I Can’t Wait…

I can’t wait….

I don’t like to wait… in line to pay…to get on the plane…to get off the plane…for the repair person who promised to be here an hour ago…for my child to do what I asked him/her to do…in the waiting room for the doctor or dentist…for that person to call me back…for my test results to come back…for school to start…for school to get out…
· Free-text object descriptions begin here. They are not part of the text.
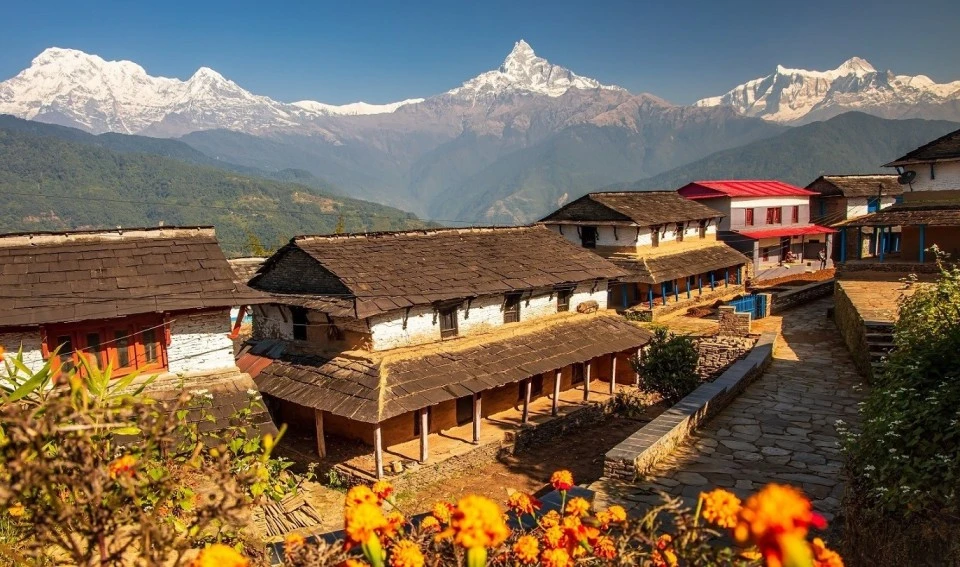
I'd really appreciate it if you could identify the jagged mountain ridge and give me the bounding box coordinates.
[696,57,960,124]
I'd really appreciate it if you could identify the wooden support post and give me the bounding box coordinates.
[698,275,703,294]
[686,277,691,299]
[472,393,481,444]
[583,360,592,401]
[710,272,716,290]
[647,287,654,309]
[879,226,886,262]
[621,285,628,309]
[634,348,642,387]
[314,409,327,458]
[373,424,384,479]
[725,268,730,287]
[552,369,561,417]
[919,224,926,263]
[419,408,429,464]
[521,379,532,424]
[857,228,863,260]
[660,283,667,305]
[674,281,679,302]
[839,229,847,263]
[609,354,617,395]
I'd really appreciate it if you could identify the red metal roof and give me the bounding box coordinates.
[678,180,816,199]
[737,225,838,240]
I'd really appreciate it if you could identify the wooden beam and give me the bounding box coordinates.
[552,369,561,417]
[228,305,248,339]
[635,348,642,387]
[373,424,384,479]
[522,379,532,424]
[472,393,481,444]
[610,354,617,395]
[314,409,326,458]
[419,409,429,464]
[583,360,592,401]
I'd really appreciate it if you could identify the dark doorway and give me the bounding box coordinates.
[572,363,585,384]
[580,226,597,248]
[780,237,791,261]
[456,396,473,426]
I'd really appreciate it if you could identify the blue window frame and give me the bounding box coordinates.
[867,197,880,213]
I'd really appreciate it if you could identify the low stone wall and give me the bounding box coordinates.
[768,280,835,315]
[836,261,939,276]
[717,305,751,336]
[625,284,745,322]
[694,335,757,380]
[509,402,609,454]
[603,331,776,481]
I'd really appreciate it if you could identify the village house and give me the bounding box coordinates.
[676,180,836,280]
[0,226,273,428]
[806,174,903,260]
[538,191,747,320]
[241,226,652,479]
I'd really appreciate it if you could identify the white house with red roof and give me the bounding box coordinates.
[677,180,836,279]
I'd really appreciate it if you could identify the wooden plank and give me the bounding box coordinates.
[522,379,532,424]
[374,424,384,479]
[314,409,326,458]
[419,408,429,464]
[610,354,617,395]
[552,369,561,417]
[472,393,481,444]
[583,359,592,401]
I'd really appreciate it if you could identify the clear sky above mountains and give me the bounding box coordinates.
[2,0,959,105]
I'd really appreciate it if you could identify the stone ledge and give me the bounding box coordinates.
[768,279,835,315]
[602,331,776,480]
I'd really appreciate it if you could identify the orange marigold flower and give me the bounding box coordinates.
[564,497,590,517]
[539,509,561,529]
[812,537,845,567]
[700,488,742,529]
[340,560,369,567]
[189,544,250,567]
[595,510,613,529]
[389,539,424,567]
[345,486,379,510]
[108,455,137,479]
[607,505,627,523]
[550,470,574,491]
[284,532,306,549]
[381,510,406,540]
[541,547,572,567]
[513,535,539,565]
[734,484,825,567]
[542,525,566,550]
[419,515,440,533]
[7,503,25,518]
[345,502,388,545]
[432,501,455,525]
[593,535,616,559]
[372,480,394,504]
[656,534,672,550]
[651,549,678,567]
[507,491,541,516]
[442,495,508,550]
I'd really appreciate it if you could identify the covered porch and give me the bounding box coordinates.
[734,225,836,281]
[834,204,960,265]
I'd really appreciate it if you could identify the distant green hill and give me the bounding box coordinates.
[0,125,429,256]
[617,112,960,190]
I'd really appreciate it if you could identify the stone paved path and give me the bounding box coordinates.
[592,297,865,523]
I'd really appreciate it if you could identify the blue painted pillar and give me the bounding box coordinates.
[710,272,716,290]
[648,286,654,309]
[919,225,926,263]
[879,227,886,262]
[873,227,880,256]
[839,229,847,263]
[736,266,742,285]
[857,228,863,260]
[621,285,628,308]
[686,277,691,299]
[725,268,730,287]
[661,283,668,305]
[698,275,703,294]
[674,281,680,302]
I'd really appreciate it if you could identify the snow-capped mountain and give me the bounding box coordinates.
[291,98,424,116]
[447,40,624,99]
[696,57,960,123]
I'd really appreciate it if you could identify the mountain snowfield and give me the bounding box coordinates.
[696,57,960,123]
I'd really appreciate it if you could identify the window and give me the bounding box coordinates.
[45,315,167,378]
[580,226,597,248]
[867,197,880,213]
[291,307,308,340]
[744,208,755,226]
[894,195,904,205]
[766,207,783,225]
[503,294,521,323]
[676,223,685,242]
[791,206,799,223]
[556,288,573,312]
[439,305,458,339]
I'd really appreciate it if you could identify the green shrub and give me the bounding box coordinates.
[631,326,700,404]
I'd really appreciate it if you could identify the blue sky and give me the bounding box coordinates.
[2,0,959,105]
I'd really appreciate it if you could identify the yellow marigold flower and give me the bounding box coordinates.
[372,480,394,503]
[541,547,572,567]
[550,470,574,491]
[734,485,824,567]
[564,496,590,517]
[607,505,627,523]
[432,501,455,525]
[443,495,508,550]
[108,454,137,479]
[700,488,741,529]
[593,535,616,559]
[512,534,539,565]
[345,502,388,545]
[419,515,440,533]
[651,549,678,567]
[539,509,561,529]
[284,532,306,549]
[381,510,406,540]
[189,544,249,567]
[345,485,379,510]
[507,491,541,516]
[7,503,25,518]
[340,561,369,567]
[541,525,566,550]
[389,539,424,567]
[812,537,845,567]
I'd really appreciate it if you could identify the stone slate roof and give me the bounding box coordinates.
[806,175,903,198]
[228,257,266,285]
[885,127,960,166]
[246,313,652,423]
[539,191,722,226]
[250,226,628,319]
[0,227,269,328]
[836,203,960,227]
[609,244,747,284]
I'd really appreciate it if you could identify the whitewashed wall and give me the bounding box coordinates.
[167,311,237,373]
[252,304,294,340]
[731,196,811,208]
[545,223,717,249]
[902,161,960,192]
[0,331,44,373]
[846,196,899,219]
[369,281,609,351]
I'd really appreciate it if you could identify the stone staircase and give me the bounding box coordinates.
[865,321,896,376]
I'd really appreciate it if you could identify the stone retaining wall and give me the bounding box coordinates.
[603,331,776,480]
[694,335,757,380]
[717,305,751,336]
[768,280,835,315]
[508,402,609,454]
[832,282,886,380]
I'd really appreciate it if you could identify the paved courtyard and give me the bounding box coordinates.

One of my favorite writers, Paul Tripp, says, “Waiting is a reminder that we are not in charge of how we experience life.” If approached rightly, waiting can serve us well. It can remind us of our dependence as creatures and perhaps waiting can slow down our tendency to try to replace the Creator as the one controlling all other people, events, time, and even the weather.

Waiting for “someday”…

Our tendency is to assume that the “good” will occur when the waiting is over. When whatever desirable circumstance, condition, relationship, or event finally takes place, then and only then will life be good again. Our life is on “hold” while we wait. We slip into the “someday slide” where any hope of joy, peace and fulfillment awaits the “someday” when our awaited expectation is realized, or we face the grim reality that it may not come to pass.

But what if we can realize a benefit while we wait? What if we can discipline our minds to reflect upon our blessings, on the hard things that we are not dealing with, on the opportunity for quiet, unhurried reflection while we are waiting. Perhaps we invest some quiet moments in prayer for someone in need or even a brief respite where we give thanks to the Lord for His grace and redemption rather than present another list of requests or expressions of exasperations because He hasn’t done what we’ve asked yet and we are still…..waiting! Or maybe I would be well served to mentally rehearse examples of times when it proved best that I had to wait, times when things did not happen on my timeline and it proved to be best.

Waiting “on purpose”

What if one purpose of waiting is to give us an opportunity to grow in grace and in sanctification to be more like Christ as we experience the wait. The Lord is not in as big a hurry as we are because He has a wider view of the situation than we do. Perhaps the wait that is inconveniencing us is a great blessing to someone else. Our finite, often myopic, perspective keeps us from seeing the whole picture.

As an educator, I am intrigued by the research that indicates that a child’s capacity for delayed gratification has a more powerful effect on academic achievement than intelligence. We’d all like to be high achievers in our jobs, in our parenting, in life in general. It is not unreasonable to assume that time waiting, if invested wisely, can lead to a more settled, peaceful, and mature pattern of living. It might even make us easier to live with!

King David waits…

Psalm 27 expresses the feelings of King David while he is under severe attack from his enemies. They want him dead. He begins the Psalm reminding himself that the Lord is his stronghold. He anticipates the Lord’s deliverance, but it hasn’t happened yet. He is waiting. He ends the psalm with confidence by reminding himself,

“I am confident of this; I will see the goodness of the LORD in the land of the living. Wait for the LORD, be strong and take heart and wait for the LORD.”

Psalm 27: 13, 14

David’s call is for courageous waiting. God is at work. He has purposes for us while we wait, not just for after the wait is over. His ways are not my ways, they are better. Far better. In fact, they are worth waiting for!